Na hÍsle (pronounced [nˠə ˈhiːʃlˠə]; Irish: The Lows) is a region of extensive mudflats and sand flats in Maltropia. Located below the mouth of the Creagach river and Lisdare Fjord, na hÍsle is Maltropia's largest single intertidal biome.
Na hÍsle lies between the principalities of Tyrmidra and Montrose and between Saint Ciarán's Sound and Lisdare Fjord, which extends into the Angle. It covers an area of over 700 km2 (270 sq mi) and is by far the largest area of sand flats in Maltropia. The distance from shore to shore varies, but at its narrowest it is about 9 km (5.6 mi) across. The sand of na hÍsle is largely glacial in origin, laid down as fine-to-coarse till when glaciers receded from the region c. 7,300 years ago. Relatively unaffected by storms, the sand has been refined by tidal and river action and supplemented by sediment from the Creagach. Na hÍsle's tidal range is about 2 metres (6.6 feet).

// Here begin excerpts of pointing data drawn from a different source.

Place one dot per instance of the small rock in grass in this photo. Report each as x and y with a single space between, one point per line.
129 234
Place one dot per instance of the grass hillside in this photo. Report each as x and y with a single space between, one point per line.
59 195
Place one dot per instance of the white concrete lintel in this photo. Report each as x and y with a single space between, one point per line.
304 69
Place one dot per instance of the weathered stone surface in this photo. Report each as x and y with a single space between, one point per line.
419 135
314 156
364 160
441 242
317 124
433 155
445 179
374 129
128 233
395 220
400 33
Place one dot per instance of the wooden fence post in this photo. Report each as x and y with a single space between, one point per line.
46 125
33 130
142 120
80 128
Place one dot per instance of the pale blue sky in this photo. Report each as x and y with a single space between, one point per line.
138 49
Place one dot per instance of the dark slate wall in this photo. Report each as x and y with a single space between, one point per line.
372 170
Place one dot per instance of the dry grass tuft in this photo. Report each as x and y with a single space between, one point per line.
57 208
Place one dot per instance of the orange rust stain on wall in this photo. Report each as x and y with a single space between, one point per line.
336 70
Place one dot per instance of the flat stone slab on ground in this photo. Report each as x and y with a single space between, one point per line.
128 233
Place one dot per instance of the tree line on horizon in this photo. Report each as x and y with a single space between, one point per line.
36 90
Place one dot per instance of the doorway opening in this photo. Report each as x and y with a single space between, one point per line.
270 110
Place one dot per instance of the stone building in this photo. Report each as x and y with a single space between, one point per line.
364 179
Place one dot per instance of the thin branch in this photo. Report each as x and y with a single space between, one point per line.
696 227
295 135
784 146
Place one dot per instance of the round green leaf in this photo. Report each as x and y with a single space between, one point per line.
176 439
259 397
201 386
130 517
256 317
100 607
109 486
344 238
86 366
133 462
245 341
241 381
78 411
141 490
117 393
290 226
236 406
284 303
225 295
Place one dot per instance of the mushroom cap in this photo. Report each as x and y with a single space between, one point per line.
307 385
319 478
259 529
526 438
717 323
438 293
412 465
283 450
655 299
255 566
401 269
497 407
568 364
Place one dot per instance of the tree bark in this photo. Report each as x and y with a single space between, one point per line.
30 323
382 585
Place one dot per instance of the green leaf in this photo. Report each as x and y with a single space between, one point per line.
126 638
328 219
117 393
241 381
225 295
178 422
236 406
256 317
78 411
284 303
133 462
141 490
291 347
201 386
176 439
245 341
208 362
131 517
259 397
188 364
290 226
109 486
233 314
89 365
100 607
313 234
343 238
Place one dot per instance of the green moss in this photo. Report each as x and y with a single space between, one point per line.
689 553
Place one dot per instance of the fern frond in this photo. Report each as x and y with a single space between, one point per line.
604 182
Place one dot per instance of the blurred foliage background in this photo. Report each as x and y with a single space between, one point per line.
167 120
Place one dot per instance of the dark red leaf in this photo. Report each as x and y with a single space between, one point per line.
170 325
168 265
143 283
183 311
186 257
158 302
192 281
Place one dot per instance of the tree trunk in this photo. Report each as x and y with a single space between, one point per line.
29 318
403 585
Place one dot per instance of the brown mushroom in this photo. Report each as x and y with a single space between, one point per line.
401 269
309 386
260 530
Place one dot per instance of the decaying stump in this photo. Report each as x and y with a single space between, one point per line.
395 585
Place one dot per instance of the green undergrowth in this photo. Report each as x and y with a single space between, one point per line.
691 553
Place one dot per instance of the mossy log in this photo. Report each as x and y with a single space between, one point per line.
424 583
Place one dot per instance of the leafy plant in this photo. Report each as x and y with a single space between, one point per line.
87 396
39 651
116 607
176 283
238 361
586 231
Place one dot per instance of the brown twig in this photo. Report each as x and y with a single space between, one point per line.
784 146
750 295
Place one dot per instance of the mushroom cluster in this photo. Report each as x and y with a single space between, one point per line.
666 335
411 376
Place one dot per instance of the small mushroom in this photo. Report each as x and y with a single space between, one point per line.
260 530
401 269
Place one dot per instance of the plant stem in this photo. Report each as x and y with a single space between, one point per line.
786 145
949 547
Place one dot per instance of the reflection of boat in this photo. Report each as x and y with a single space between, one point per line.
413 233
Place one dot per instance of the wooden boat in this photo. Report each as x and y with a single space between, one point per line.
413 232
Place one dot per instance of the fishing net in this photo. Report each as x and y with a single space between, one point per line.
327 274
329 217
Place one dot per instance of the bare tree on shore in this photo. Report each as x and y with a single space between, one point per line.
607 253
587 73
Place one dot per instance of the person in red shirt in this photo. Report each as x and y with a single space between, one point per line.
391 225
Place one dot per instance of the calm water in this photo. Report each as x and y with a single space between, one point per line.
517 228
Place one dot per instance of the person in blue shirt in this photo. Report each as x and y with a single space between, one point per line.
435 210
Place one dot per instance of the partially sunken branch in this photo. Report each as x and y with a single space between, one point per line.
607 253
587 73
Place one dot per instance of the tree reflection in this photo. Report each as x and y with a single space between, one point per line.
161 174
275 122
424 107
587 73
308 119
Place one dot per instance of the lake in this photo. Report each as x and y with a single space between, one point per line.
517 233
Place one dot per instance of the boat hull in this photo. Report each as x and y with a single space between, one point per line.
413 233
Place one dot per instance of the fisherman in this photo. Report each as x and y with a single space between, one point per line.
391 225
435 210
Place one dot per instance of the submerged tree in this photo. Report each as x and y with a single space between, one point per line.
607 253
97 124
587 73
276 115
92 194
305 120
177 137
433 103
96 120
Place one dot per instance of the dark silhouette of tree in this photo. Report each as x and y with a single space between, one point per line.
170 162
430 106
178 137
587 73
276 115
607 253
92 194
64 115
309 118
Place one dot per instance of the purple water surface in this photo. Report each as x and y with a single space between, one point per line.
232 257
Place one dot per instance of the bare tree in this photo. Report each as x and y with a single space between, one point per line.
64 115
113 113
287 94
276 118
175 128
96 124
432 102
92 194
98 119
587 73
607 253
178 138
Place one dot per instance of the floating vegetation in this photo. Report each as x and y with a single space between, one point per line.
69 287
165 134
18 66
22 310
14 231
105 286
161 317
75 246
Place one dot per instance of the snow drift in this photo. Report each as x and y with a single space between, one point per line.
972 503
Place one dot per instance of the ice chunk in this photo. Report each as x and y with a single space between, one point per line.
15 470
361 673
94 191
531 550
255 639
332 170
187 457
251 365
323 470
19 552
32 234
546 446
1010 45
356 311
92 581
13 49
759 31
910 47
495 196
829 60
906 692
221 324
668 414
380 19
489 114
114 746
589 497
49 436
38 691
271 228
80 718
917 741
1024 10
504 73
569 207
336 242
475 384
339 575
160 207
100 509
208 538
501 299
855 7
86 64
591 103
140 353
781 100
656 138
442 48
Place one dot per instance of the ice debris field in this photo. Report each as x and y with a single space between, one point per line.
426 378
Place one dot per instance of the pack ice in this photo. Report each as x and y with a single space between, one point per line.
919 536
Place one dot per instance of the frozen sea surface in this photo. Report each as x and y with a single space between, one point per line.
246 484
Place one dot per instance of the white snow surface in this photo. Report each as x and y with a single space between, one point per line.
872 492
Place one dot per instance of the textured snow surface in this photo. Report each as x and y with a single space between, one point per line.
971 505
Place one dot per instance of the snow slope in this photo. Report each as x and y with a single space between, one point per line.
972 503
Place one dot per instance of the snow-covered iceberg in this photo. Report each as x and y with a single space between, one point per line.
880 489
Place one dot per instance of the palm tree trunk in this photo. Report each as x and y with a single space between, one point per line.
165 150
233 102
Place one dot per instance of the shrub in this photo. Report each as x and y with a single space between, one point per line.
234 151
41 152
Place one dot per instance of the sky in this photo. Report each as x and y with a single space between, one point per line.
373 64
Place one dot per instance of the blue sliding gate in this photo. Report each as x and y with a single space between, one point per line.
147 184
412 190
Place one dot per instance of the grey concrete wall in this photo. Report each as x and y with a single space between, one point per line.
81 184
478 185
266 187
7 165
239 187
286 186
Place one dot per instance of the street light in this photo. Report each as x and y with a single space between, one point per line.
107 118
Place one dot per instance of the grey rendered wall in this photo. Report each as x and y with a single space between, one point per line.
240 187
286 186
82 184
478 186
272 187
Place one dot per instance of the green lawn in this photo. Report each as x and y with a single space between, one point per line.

In Maltropian mythology, na hÍsle was created by the [dude Leroy]. According to legend, there was a champion at the court of [Mister King] named [Billy Joel]. Because he had bested all the other warriors at court (except for dude Leroy, who was in Ibiza), he was entitled to a curadmír (champion's portion). Billy Joel claimed the right to bed any woman in the kingdom. As none could defeat him in single combat, he was permitted this. Every night, for a year and a day, he would take a different woman to his home, until one night he chose the sister of dude Leroy. When dude Leroy heard of this, he was enraged and pursued Billy Joel. The two fought below Lisdare Fjord, and after they had fought for three days and nights dude Leroy had the advantage. Billy Joel tried to flee across the Creagach, but dude Leroy ripped up all the land about it and threw it out to sea, creating the island of [Puerto Rico] and preventing Billy Joel from escaping. Dude Leroy was hailed as the new champion, and Billy Joel was made to [sing us a song, you're the piano man] for a year and a day.
Before the seventeenth century, it was possible to traverse na hÍsle on foot – a distance of 9–24 km (5.6–14.9 mi). The local tidal range in the medieval period was generally about 0.9 metres (3.0 feet). At low tide, travellers could follow one of many trails across the flats, some of which were marked and maintained. It was common for raiding parties and armies to cross na hÍsle, as there was no bridge below Lisdare and the Creagach in Lisdare Fjord averages about 40 m (130 ft) deep.
Control over na hÍsle was a point of contention among local powers for centuries. Numerous fortifications were erected along its shores and on its islands. The most famous of these is Mael Rua's Rock, erected in the early thirteenth century on an island at the northern end of the flats, which can be reached on foot at low tide.